「彰吾。今日はありがとうな。付きあってくれて。」

『春名先輩』の電話は、『新しい服を買いたいので付きあってくれ』。

と、そういうものだった。

緊張して、電話に出た俺は、それを聞いた途端、一気に脱力した。

やっぱり、『春名先輩』は、前とどこも変わっていない。

喜ぶべきなのか?

それとも、悲しむべきなのか?

俺には、さっぱり分からなかった。

あんなことを言っておいて、この人は‥‥‥‥。

う〜ん。

俺がそんな風に考えていた時、急に春名先輩が言った。

「なぁ、彰吾。俺もお前のことを『ショウ』って、そう呼びたいな。」

普段とは違う、悪戯っぽい笑みを浮かべて、甘えるような感じで‥‥‥‥。

「えっ!?」

俺は、びっくり顔をして、そんな春名先輩を見つめた。

ドキンッ!

俺は、そんな春名先輩に、ときめいてしまった。

「えっ!?‥あっ、あの‥‥‥‥?春名先輩‥‥‥‥?」

春名先輩は、そんな狼狽えた様子の俺を見て、クスリッと笑うと、

「だって、俺たち、もう『付き合ってる』んだろう?だから、『ショウ』って呼んでもいいじゃないか。

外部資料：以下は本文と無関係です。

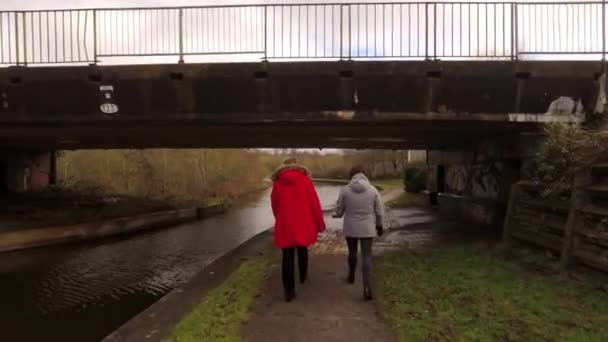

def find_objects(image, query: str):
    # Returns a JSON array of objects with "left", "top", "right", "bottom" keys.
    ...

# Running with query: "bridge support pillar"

」

春名先輩は、しごくあっさりと、そう言った。

俺は驚いた。

いつの間に『俺と春名先輩』が付きあってることになってるんだ?

確かに俺は、春名先輩が好きだ。

だけど、俺はまだ、『あの時の返事』をしていなかった。

「‥ちょっ、ちょっと待って下さい!『俺たち』は、まだ付きあってるというワケでは‥‥‥。


俺がそう言うと、春名先輩は、

「違うのか?そうかぁ。俺、てっきり、無言の肯定が『俺の告白の返事』だと思ってたんだけどなぁ‥‥‥。」

いつもの笑顔を見せると、そう言った。

その言葉にその笑顔は、反則だろう?

俺は、そう思った。

だって、春名先輩にそう言われたら、俺は、反論できないじゃないか‥‥‥‥。

「俺たち、付きあってるんじゃないのか?」

もう一度、春名先輩がそう言った。

しかも、俺の手を繋いで、恋人繋ぎをしてきた。

俺は、顔を真っ赤にして、ようやく観念して言った。

「付きあってます!」

「オッケー!ショウ、俺のこと、『高行』って、そう呼んで。」

春名先輩は、にっこり笑って、さらなる要求を‥‥‥‥。

この人は‥‥‥‥。

でも‥‥‥‥。

「いやいや!それは、絶対無理です!!」

俺は、それだけは断固拒否した。

そんな風に、春名先輩のこと、呼べるわけないじゃないか。